I visited the graveyard and poured out some champagne for Not Dead But Sleeping. Because the gravestone is broken, I can't even tell if it's a man or a woman's grave, but the death date is 1884. I think that most of the national forest around Falls Hollow must have been a farm at some point. The cemetery is family-sized and on the other side of the river, parallel to the area with the graves, there are a series of low stone walls that seem to be made in the same fashion as the cemetery wall. They stretch out for a long while, so maybe they were for holding livestock or something. I wonder if there is a house foundation somewhere. Thinking about it reminds me of going back into the national forest in my professor's truck in college and him showing me the old home sites, drinking dark beers and digging up antebellum bulbs. I still have the orange mountain lilies in my side yard from those trips. 

Speaking of homesteads, I feel in a weird limbo with the house stuff. I asked the landlords about buying and they are considering it. They said they don't normally sell rental properties, but they would at least think about it because of the history with the house. (Perhaps, also, ah, the thousands of dollars of landscaping I've put in...) Waiting on a decision of this magnitude is such a new and fresh way to experience anxiety! I mean, I know even if they text right now and say "yes let's do it" there's still 10,000 ways this could all fall through or not come together. I know there's a ton that needs to be done on this place too, so even if they say no it might be a good thing... or at least, save trouble when an inevitable sinkhole opens up and destroys the place. But I love this little house. The ghosts like me. The light is so good. I failed to kill myself in this house, and failed to die when the house itself seemed to be conspiring to kill me. I love my stupid morning glory and the porch swing, remembering times I sat there and drank a brown ale, pushing on the railing with my socked foot to make it swing. 

It's also been hard not to daydream about stuff I've always wanted to do, like turning the cat brothel in the backyard into an actual greenhouse and hangout space, or re-building the porch, or so many other things that didn't seem to be worth the effort just renting. 

Oh well. Such sandcastles in the air. 


Friday, January 21, 2022

A cold, cold day here on Thornrose. All of the literal dozens of filthy wild animals that I have been feeding are in a frenzy around my house trying to get seed, suet, cat food, and peanuts. Cardinals, finch, bluejays and chickadees at the feeders. Squirrels everywhere. Idiot feral cats needing to be shushed off the porch. 

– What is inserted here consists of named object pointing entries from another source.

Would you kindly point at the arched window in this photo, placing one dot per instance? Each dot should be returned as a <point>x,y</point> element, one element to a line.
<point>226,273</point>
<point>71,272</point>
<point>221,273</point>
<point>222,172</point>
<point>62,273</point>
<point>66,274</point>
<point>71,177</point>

When I got up, all ten of my crows were sitting in the catalpa, seemingly staring into my kitchen window. Because I'm a tremendous sucker, I took them breakfast out to their little feeding spot instead of waiting until my run to feed them like I normally do. It took two trips because of how they are greedy feathered pigs who eat a ton of food. When I came down with their second helping, they literally would not move out of my way so I could put down their stuff and had to step over and around them. They've never let me get that close, but they did look beautiful against the bright white snow.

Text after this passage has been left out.